察覺到她的僵硬,姬鳳離俊美的臉上顯出一絲冷峻,但轉瞬便又恢復了平靜,他的吻游移到她耳畔,低低說道:“寶兒,我不容許任何人用任何方法從我這裏將你搶走,更不管你是什麼樣的身份,叛臣之女也好,前朝餘孽也好,愛我是假的也好,我只是要留住你,留在我身邊,給我生個孩子,這樣你就不會走。”他霸道得不容人有一絲抗拒,語氣那般不可一世,彷彿天生的王者,一字一句,令她的心又痛又亂。
一夜糾纏,他幾度帶她攀入到極樂天堂,直至她累得陷入到無邊無際的黑暗之中,她隱約聽到他在她耳畔柔聲說道:“花著雨,記住,你是我姬鳳離的妻,就算你心中有別人,我也勢必會讓你忘掉他。你心中只能有我,無論上天入地,我們都要在一起。你在哪裏,我會跟到哪裏,但我在這裏,你便絕不能走。”繾綣的聲音,帶着篤定,如同魔魅般在她耳畔一遍遍反覆着,似乎要刻入她的腦海,永生不能忘。
這是他第一次叫她花著雨這個名字,卻是這樣凌厲的宣誓。
翌日醒來,他早已離開,她手上的鐐銬不知何時已經退下。臉頰邊似乎還殘留着他親吻的溫熱,在她起身的瞬間,消弭在牢房陰冷的空氣里。
他不肯放過她,可他不知道,其實她根本捨不得離開他。他的愛就是毒,而她早已毒入膏肓。
花著雨在牢中並未受到多少苦楚,更不曾受到嚴刑逼供,刑部審理最後也是走走過場,最後,殺害炎帝的兇手被查出來是服侍炎帝的一個太監。這個太監招認,指使之人答應給他一大筆銀兩,並承諾會放他出宮。至於指使之人是誰,他卻說沒看清模樣。
花著雨不知這個太監究竟真的殺死了炎帝,還是姬鳳離找來為她洗脫罪名的。總之,沒過幾日,她便從刑部天牢被放了出來。再次回到皇宮內,桃源居外的桃花已經開始零落,片片飛花,一地殘紅。

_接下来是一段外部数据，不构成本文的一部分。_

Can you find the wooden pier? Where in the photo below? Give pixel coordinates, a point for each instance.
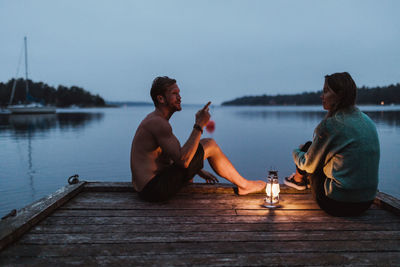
(107, 224)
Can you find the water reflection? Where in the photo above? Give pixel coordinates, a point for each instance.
(29, 124)
(391, 118)
(25, 128)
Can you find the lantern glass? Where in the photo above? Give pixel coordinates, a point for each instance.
(272, 190)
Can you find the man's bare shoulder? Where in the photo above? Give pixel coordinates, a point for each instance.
(156, 124)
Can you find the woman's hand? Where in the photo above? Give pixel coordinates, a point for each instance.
(208, 177)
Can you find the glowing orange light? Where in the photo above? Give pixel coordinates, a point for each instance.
(210, 127)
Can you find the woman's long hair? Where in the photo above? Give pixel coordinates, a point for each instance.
(345, 88)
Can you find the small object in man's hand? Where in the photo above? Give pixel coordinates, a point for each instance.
(210, 127)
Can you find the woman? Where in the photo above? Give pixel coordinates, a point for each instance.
(342, 160)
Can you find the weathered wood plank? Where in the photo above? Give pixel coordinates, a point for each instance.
(13, 227)
(234, 259)
(179, 248)
(388, 202)
(272, 216)
(222, 227)
(142, 212)
(220, 188)
(90, 200)
(110, 238)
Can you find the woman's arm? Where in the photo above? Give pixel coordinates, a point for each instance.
(315, 156)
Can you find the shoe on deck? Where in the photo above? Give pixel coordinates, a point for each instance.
(289, 181)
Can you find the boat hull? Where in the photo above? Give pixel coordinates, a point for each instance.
(32, 110)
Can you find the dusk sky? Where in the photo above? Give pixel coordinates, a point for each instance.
(217, 50)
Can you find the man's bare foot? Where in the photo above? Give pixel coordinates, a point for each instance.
(252, 187)
(298, 177)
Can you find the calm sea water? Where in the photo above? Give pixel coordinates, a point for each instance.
(39, 152)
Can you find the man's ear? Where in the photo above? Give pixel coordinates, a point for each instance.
(160, 99)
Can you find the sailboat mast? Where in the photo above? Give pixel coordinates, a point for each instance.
(26, 66)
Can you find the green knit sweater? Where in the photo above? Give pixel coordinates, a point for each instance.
(346, 146)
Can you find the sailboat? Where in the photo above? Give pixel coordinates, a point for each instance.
(28, 107)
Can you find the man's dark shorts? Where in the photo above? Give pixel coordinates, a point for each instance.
(170, 180)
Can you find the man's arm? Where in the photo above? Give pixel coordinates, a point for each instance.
(169, 143)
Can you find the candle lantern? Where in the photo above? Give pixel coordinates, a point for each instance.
(272, 190)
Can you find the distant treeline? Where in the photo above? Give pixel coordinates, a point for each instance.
(365, 96)
(41, 92)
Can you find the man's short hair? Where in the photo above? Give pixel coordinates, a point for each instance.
(159, 87)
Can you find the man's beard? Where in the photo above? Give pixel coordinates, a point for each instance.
(174, 107)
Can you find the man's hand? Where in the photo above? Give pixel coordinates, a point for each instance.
(202, 116)
(210, 178)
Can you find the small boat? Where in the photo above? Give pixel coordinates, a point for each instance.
(29, 107)
(33, 108)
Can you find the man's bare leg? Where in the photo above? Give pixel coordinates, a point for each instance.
(224, 168)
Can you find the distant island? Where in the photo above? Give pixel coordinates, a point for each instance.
(61, 96)
(365, 96)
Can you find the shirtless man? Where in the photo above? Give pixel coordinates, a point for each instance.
(161, 166)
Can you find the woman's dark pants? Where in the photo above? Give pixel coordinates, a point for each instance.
(332, 207)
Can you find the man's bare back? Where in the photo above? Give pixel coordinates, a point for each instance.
(155, 149)
(147, 157)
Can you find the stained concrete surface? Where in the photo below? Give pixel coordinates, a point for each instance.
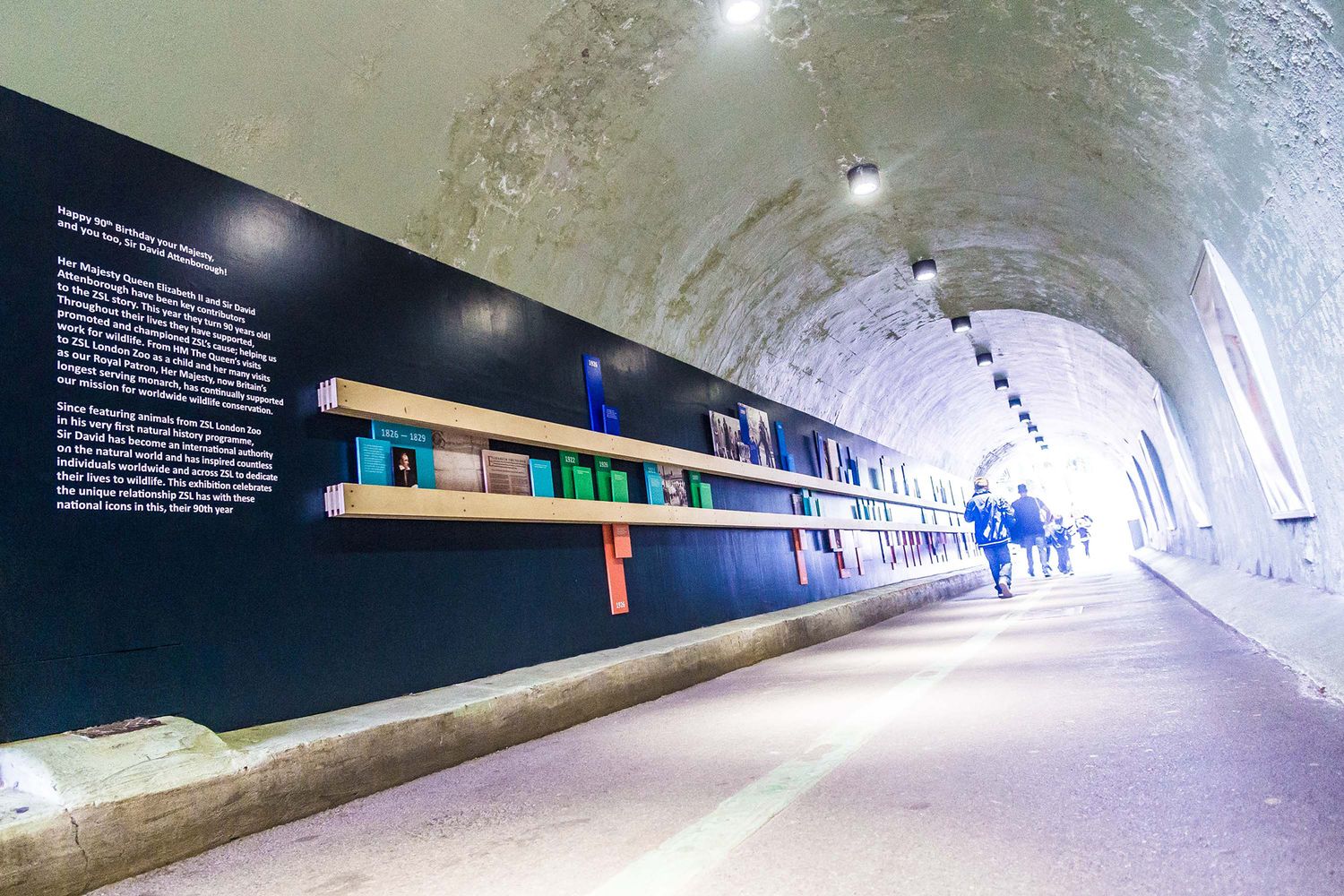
(1107, 737)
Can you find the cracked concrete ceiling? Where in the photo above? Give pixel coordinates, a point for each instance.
(645, 167)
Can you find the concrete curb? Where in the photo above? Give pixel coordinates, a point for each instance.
(1298, 625)
(77, 814)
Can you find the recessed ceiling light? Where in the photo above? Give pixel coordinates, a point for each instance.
(863, 179)
(739, 13)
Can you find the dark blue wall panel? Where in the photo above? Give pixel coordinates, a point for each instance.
(277, 611)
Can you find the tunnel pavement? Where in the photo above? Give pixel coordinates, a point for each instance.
(1096, 734)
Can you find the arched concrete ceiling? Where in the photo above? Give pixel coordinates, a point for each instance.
(644, 167)
(1082, 392)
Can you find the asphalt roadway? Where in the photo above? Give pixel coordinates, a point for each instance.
(1094, 734)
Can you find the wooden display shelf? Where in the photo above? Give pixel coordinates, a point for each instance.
(378, 403)
(389, 503)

“王妃,奴婢為您梳妝吧。一會兒,王爺一定會過來的。”弄玉捧過釵環衣物笑吟吟地說道。
剛梳妝完,有小宮女在門外稟告道:“攝政王吩咐,他在醉仙坊等着王妃。”
花著雨心中疑惑,卻還是吩咐弄玉準備馬車。
國喪期間,醉仙坊已不復以前的繁華熱鬧,一樓原本掛着的煙紫色紗幔此時都換成了飄飄渺渺的白紗。

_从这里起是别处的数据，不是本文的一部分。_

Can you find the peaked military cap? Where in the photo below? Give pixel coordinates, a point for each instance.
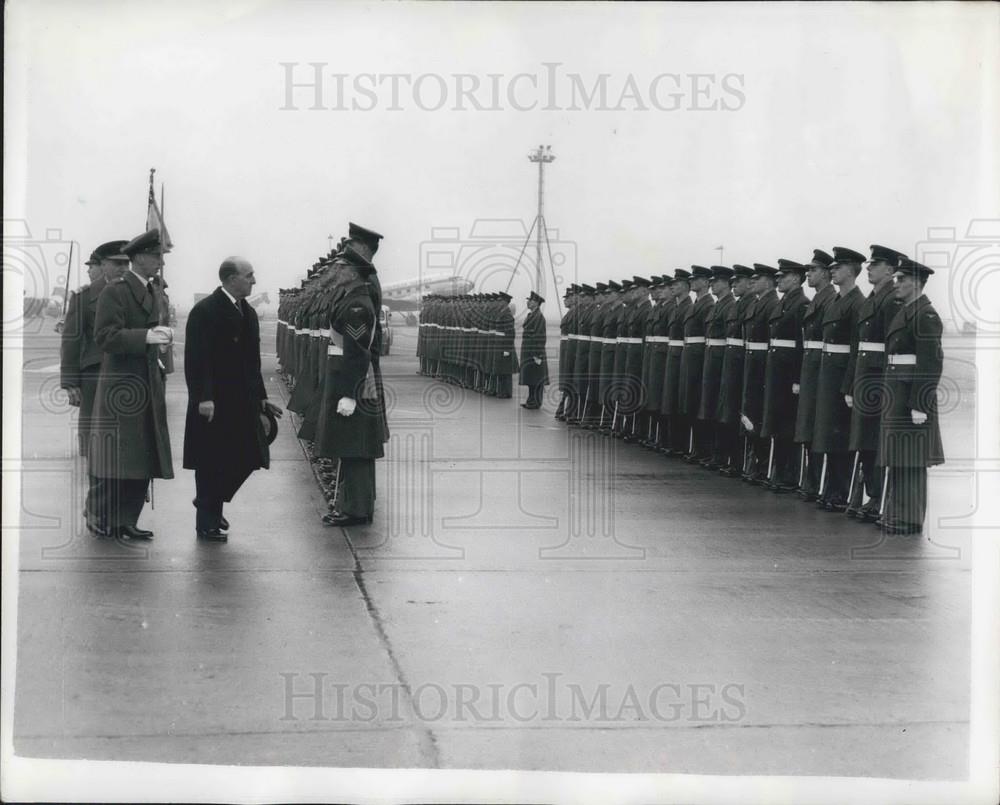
(883, 254)
(143, 244)
(112, 250)
(791, 267)
(841, 254)
(913, 268)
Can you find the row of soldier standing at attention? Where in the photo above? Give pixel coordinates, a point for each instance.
(833, 396)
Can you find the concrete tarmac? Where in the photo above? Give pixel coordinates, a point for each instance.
(528, 597)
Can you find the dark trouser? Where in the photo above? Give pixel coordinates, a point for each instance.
(535, 395)
(116, 502)
(356, 488)
(213, 487)
(906, 497)
(838, 477)
(785, 471)
(813, 472)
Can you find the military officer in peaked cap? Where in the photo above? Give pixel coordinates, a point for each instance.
(833, 417)
(130, 444)
(864, 381)
(534, 365)
(782, 370)
(754, 370)
(824, 292)
(909, 437)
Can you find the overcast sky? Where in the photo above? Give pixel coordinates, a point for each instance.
(769, 130)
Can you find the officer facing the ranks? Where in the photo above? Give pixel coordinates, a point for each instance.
(833, 417)
(864, 381)
(783, 365)
(805, 388)
(910, 438)
(534, 366)
(130, 444)
(79, 355)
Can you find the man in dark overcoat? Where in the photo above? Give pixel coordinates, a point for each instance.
(727, 412)
(864, 381)
(352, 422)
(833, 417)
(910, 437)
(129, 443)
(754, 370)
(818, 278)
(534, 364)
(781, 373)
(224, 438)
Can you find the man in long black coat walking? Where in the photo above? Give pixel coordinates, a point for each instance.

花著雨帶着弄玉,一起到了約好的雅室。推門進去,一人負手臨窗而立,縱然是背對着她,卻不減他一身的霸氣天成。聽見腳步聲,他緩緩轉身,紫眸中眸光灼亮,定定落在花著雨臉上。
“大哥,你怎麼在這裏?”花著雨驚異地說道。
蕭胤不說話,盯着她緩步走近,紫光瀲灧,眸色深深,一直望進她眼底,“丫頭,我來接你!隨我走吧,留在我身邊可好?如今,只有我才最有能力保護你。”一字一句,深深發自肺腑,凝神盯着她,等待着她的答案。
花著雨輕嘆一聲,低低說道:“我已經是他的妻,對不起。”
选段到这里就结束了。